個人的には,授業までの遠隔化経験はなかったものの,実はここ数年で課題の提示や収集は徐々にオンライン化を進めていたので(在外研究での海外滞在期間中に準備を進められました),一から十まで一気に遠隔化,というほど大変でなかったことは救いでした.ただ,学生の皆さんにとっては慣れない遠隔授業で苦労した部分がかなり多かったのではないかと思います.ある程度学年が上になると,むしろ”早起きしなくて済む”(苦笑)とか,わざわざ学校に行かずに授業を受けられるというメリットの面もあったかと思うものの,入学早々休業で,授業が始まったと思ったら遠隔で,という新1年生の皆さんは,かなり大変な思いをしたのではないでしょうか?僕は5月早々の1年生向けの遠隔授業も担当したので,そこでの学生の皆さんの困惑ぶりを目の当たりにもしていますし,授業を行う教員の側もかなり手探り状態だった記憶があります.また,学年が上であったとしても,例えばこれまで授業担当などでの付き合いがなく,実質初対面が遠隔授業となると,教員としては学生の顔と名前が一致しない,当然,各学生がどんなキャラクタの学生なのか分からないというのは,非常にやりづらかったです(これは学生の皆さんも同様でしょう.この人どんな先生なの?というのが分からないと,授業も受けづらいのでは・・・).

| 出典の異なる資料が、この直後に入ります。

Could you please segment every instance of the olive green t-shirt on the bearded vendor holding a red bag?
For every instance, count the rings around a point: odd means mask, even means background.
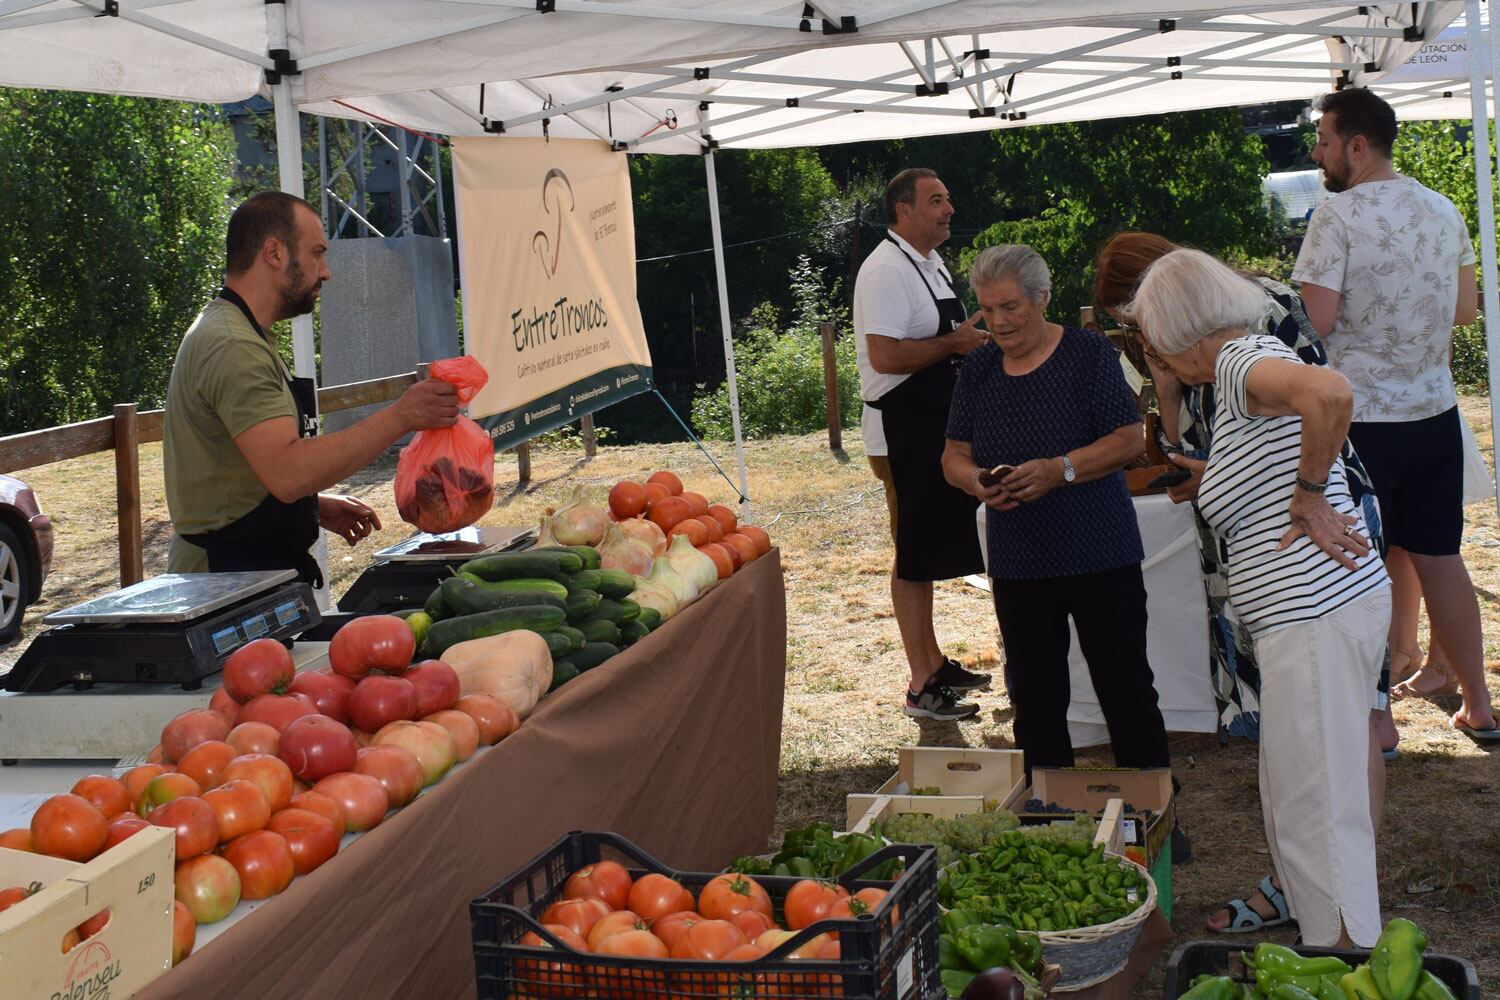
[[[170,573],[207,573],[208,555],[182,535],[224,528],[268,490],[234,439],[276,417],[297,417],[286,364],[237,307],[214,298],[177,348],[166,385],[162,460],[172,541]]]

授業準備も実際大変でした(一部現在進行形)が,これに関しては一度ベースの資料を作ってしまえば,2年目以降の負担はかなり軽くなることが予想できるので,実質”今年度限り”の苦労です.ただ,上述のとおり来年度も新入生は当然入学してきますし,初対面の学生を対象にいきなり遠隔授業,というシチュエーションもあるでしょうから,この辺りを,今年度の状況を踏まえてどうやってスムーズに快適に授業が実施できるか(授業を受けてもらえるか)がカギとなってくると思います.

2.技術面・環境面について

1.で書いたこととも関係しますが,今回は緊急,想定外,かつ,”やらざるを得ない”状況であったがため,当然,技術面・環境面での準備がバッチリ整っていていつでもWelcomeな教員はいなかったかと思います.当然,学科による違いや,文系科目理系科目の違いに加え,教員が教材や授業のオンライン化にどの程度興味があるか(誤解を恐れずに言えば,前向きであったか),実際に準備をしていたか,準備ができる機材的,技術的,時間的,心理的な余裕があったか(あるか)と言った様々な要因で,いわゆるスタートラインがどの程度前後するか,そもそもスタートラインに立てるかと言ったところにかなりの差が生じた印象があります.

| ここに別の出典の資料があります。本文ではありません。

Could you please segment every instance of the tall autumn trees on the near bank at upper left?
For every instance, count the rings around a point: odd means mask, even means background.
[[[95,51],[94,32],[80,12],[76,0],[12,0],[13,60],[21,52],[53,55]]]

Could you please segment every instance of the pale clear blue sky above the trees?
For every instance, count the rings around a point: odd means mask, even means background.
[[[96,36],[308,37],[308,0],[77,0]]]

例えば,在宅勤務であった場合,自宅のネット環境やPCのスペック,音響設備の充実度はかなり影響がありますし,じゃぁ学内で授業をするとなったら十分な環境が整っているかと言えばそうでもない(苦笑).個人的には,PCのスペック的には(流石に?情報工学科所属ですので)問題はないと考えていましたが,カメラとマイクについてはいまだに十分に満足していませんし,遠隔授業中の”板書に変わる手段”としてのタブレットないしは液タブについては,自宅と学校で格差があります.また,授業資料についてはそれこそ,現在のものが遠隔授業用としてどの程度マッチしているのかは,100%の確信を持っては使用できていませんので,資料の改善はもちろんのこと,インフラ面での改善も急ピッチで進めていきたいと思っています.ただし,これについては教員個人でできることには限界がありますので,学校全体としての環境整備・改善はmustでしょう.

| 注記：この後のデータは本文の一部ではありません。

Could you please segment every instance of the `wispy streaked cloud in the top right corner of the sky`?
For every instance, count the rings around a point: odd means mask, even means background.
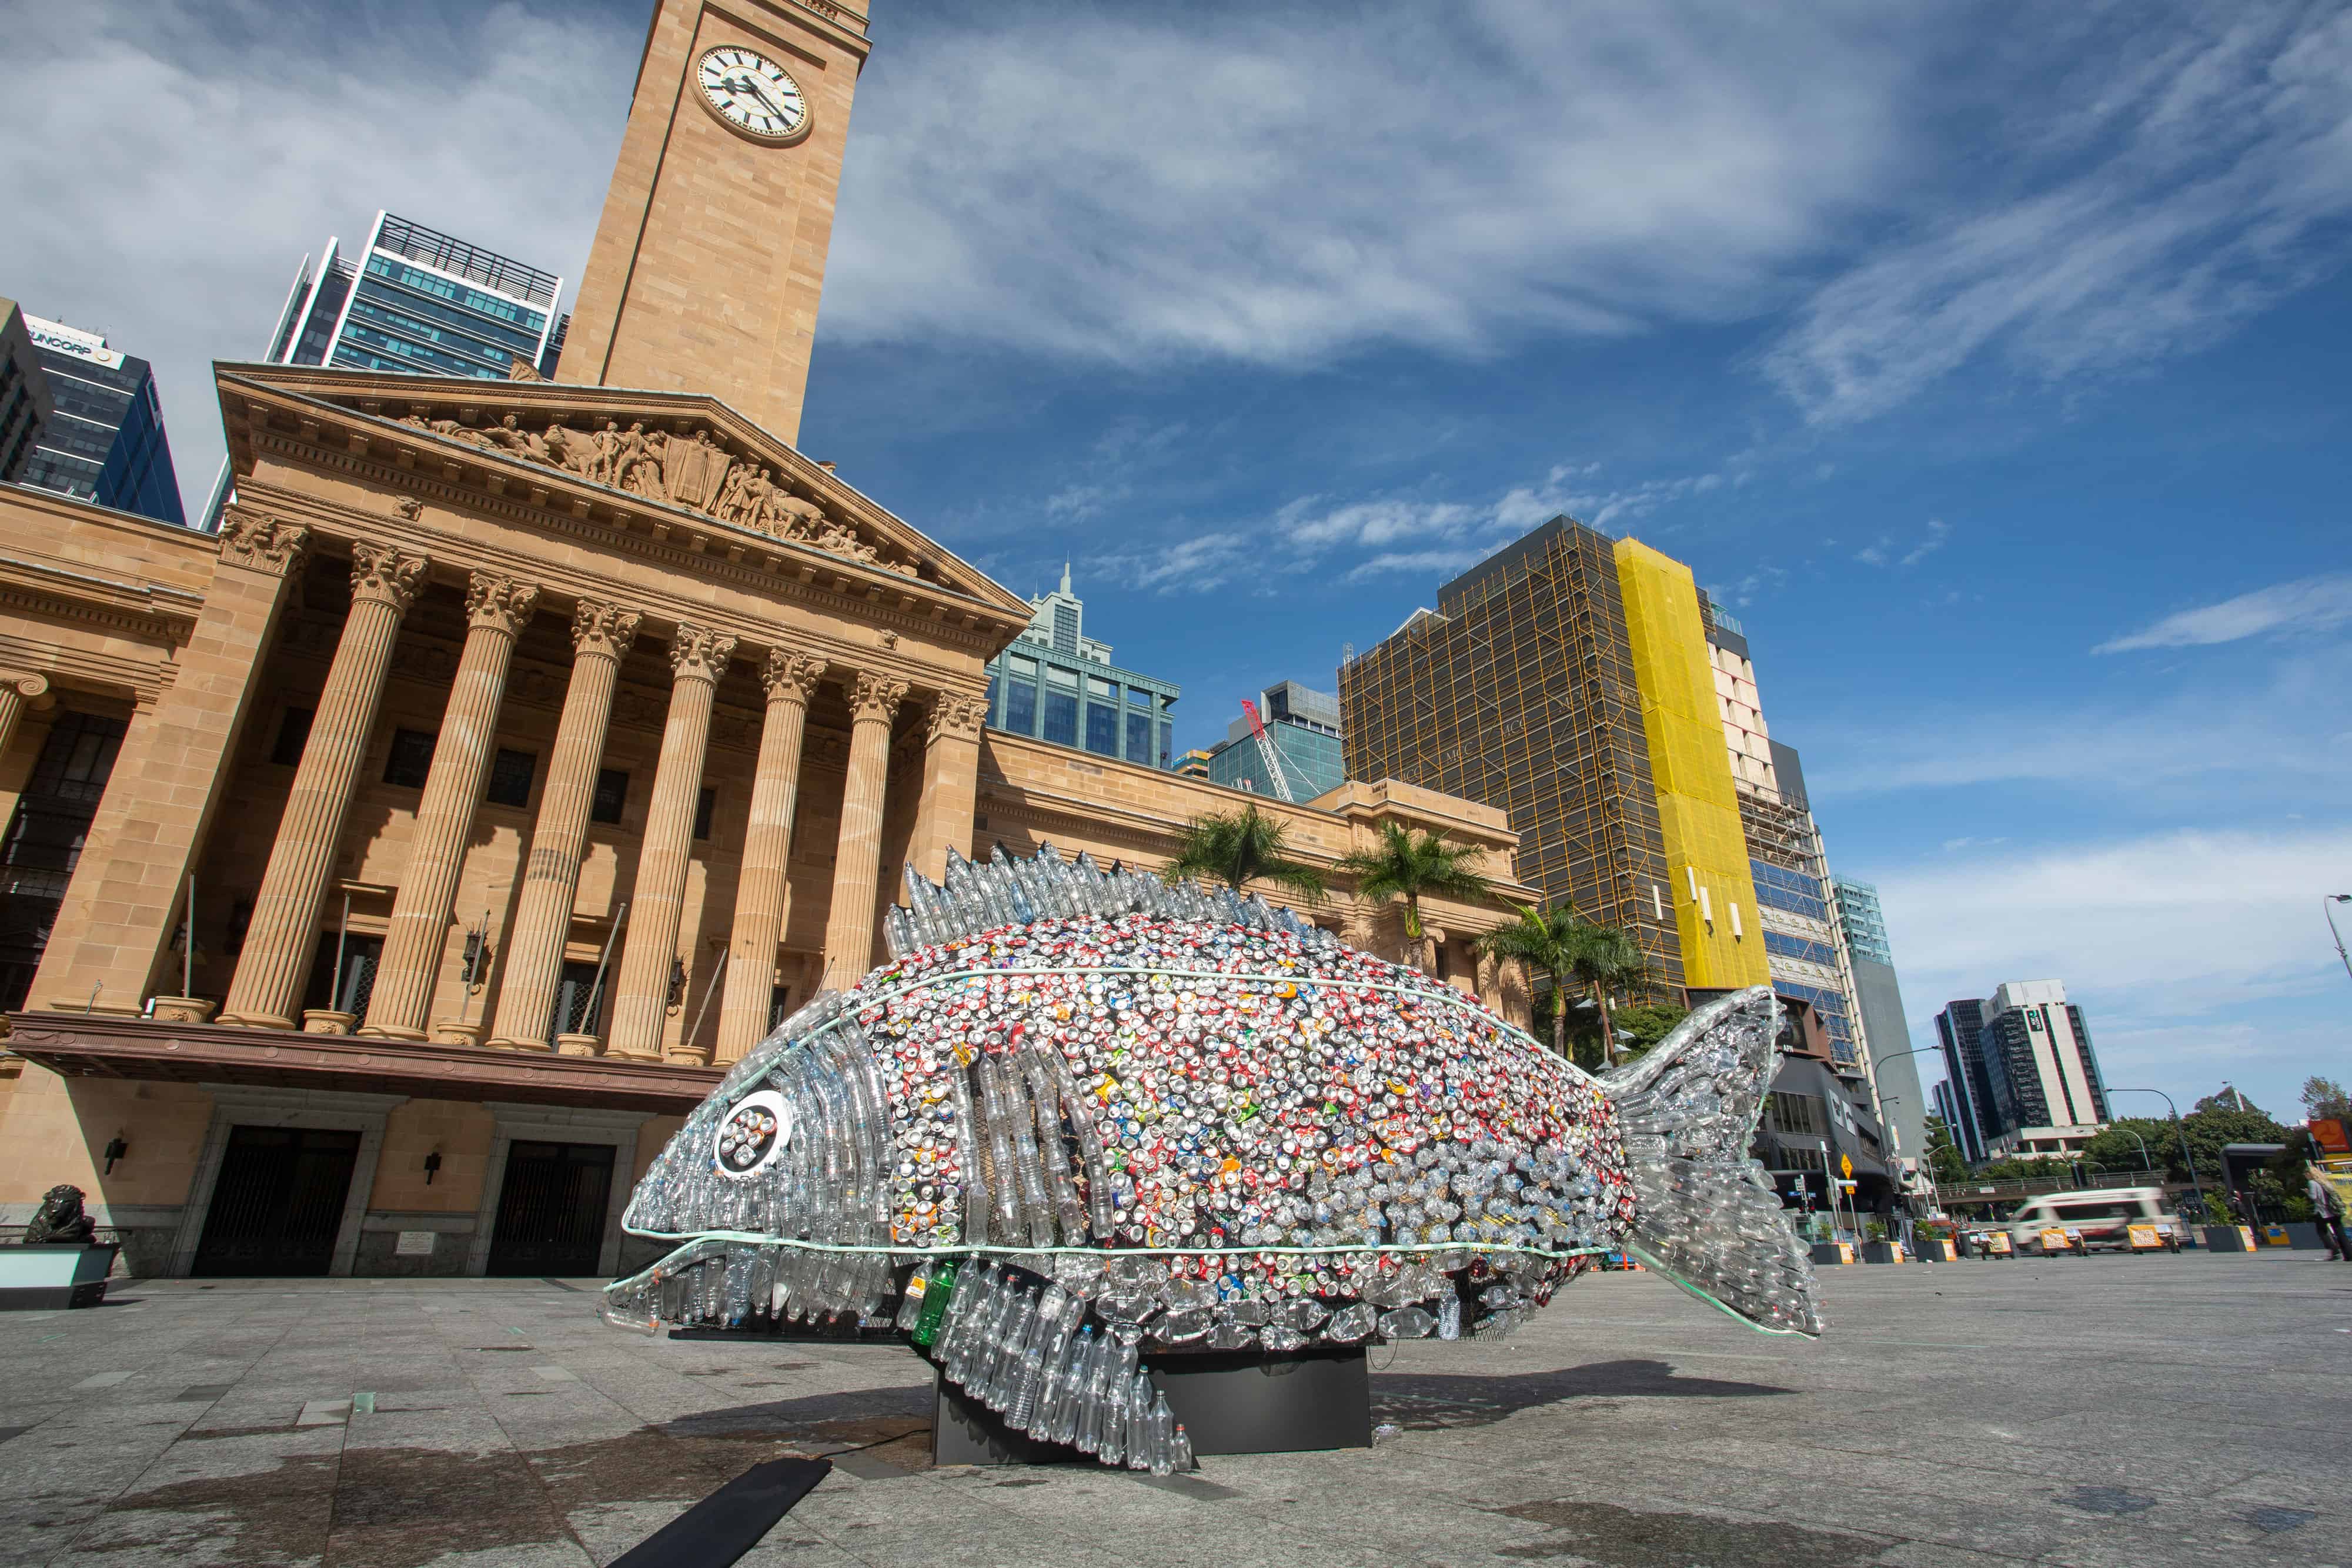
[[[1832,277],[1766,355],[1813,423],[1884,414],[1978,355],[2044,378],[2145,364],[2340,266],[2352,14],[2117,16],[2129,33],[2063,54],[2086,61],[2074,80],[2018,101],[2013,197],[1962,202]],[[2037,127],[2042,99],[2067,108]]]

また,当然と言えば当然,学生の皆さんの側も好むと好まざるとに関わらず遠隔授業が始まってしまったわけで,受講環境にどうしても差が出てきてしまうという点はある程度避けられない状況でした(いや,現在進行形ですね・・・).教員の側は,受講環境の差によって理解度や,それこそ単位取得率に差が出ることは可能な限り避けなければいけないわけで,そう言ったところも意識しつつ資料や課題を準備するわけですが,そもそも提供する側の教員にも環境や準備状況の厳然たる差が生じてしまっているわけで,ますます対応が難しかったというのが今年度であったと思います.
このような差が”生じたまま”という状況は今後絶対に避けなければいけないので,少なくともギャップを少しでも埋めるための,可能な限り解消していくための工夫や,環境の改善を進めていく必要があるでしょう.教員一人一人ができることはやりつつ,加えてやはり,高専全体での環境整備や制度変更も必要になってくると,個人的には思っています(必要になってくる,とは思っていますが,実際に行われるかどうかは,僕個人ではどうしようもコントロールできないところが悩ましいところ).

・・・今年度の遠隔授業については,個人的な観点から考察してもまだまだ言えることがあるのですが,流石にかなりの文章量となってきたので(^o^;; 来年に向けて,については,別なエントリに分割して(近日!?)改めてアップしようと思います.